The First Ever Surgery To Separate Conjoined Twins

 | Grace Higgins

For hours, month after month, a team of over seventy nurses and physicians rehearsed a delicate surgery: separating two conjoined twins. They had been prepping the two tiny bodies for several days, two twins perilously joined at the head. And when it came to the famous day in 1987 where the final cut was going to be made, separating the large vein that connected the babies: Benjamin Solomon Carson the young neurosurgeon who had overseen the whole operation, offered his scalpel to his boss.

It was a course a sign of respect, but Donlin Long the head of neurosurgery at John Hopkins Hospital did not take up the gesture, he had already decided that it should be Carson to make that crucial and final cut.

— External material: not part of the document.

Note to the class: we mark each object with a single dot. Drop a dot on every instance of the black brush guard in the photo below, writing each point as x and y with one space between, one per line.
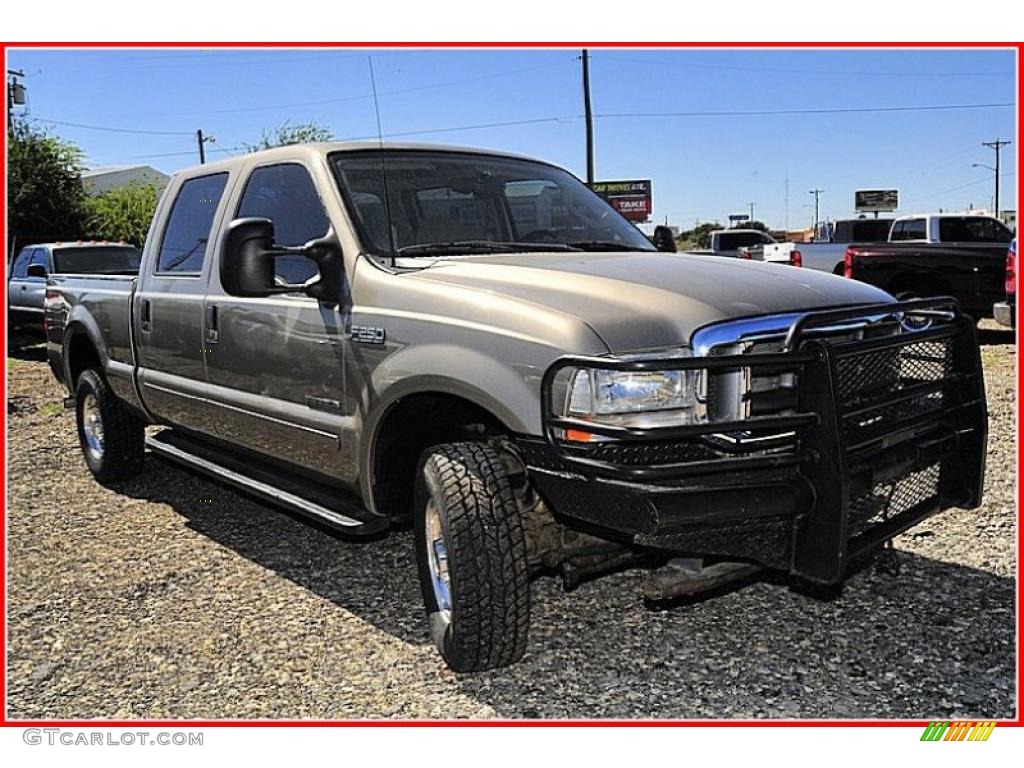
886 431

Long once said that part of him thought he should take the scalpel, in case things went bad, this sort of operation could ruin the young doctor Carson’s career but at the same time he knew that if everything went well then this would enhance Carson’s reputation and young doctors around the world would grow up trying to emulate him. And indeed the separation of the Binder twins did launch Ben Carson into the realm of stardom.

The 35-year-old walked out of the operation room that day into a starlight that never ended, press coverage and conferences followed him worldwide. And this even brought to life more medical achievements in his life, even publishing deals and a career as a motivational speaker.

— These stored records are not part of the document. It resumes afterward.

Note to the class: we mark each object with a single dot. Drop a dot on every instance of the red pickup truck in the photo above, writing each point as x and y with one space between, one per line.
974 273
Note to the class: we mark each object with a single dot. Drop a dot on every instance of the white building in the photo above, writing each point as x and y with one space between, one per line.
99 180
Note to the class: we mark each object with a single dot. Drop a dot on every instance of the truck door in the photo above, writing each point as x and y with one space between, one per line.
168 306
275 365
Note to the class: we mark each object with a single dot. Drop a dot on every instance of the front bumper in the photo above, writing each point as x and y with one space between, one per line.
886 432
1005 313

Conjoined twins occur about one out of every 200,000 births and almost 60 percent of them die before birth. And to make matters worse over 35% do not even survive one day. And then you factor in that out of all the conjoined twins ever born, only 2% are conjoined at the head. This means surgeons have relatively zero practice on separating them.

The Binder twins were luckily in the sense they had two brains and therefore the surgery was feasible, still, it took seven anesthesiologists, five neurosurgeons, two cardiac surgeons, and five plastic surgeons to pull it off. Not to mention all the nurses and technicians that were required also to make the operation a success.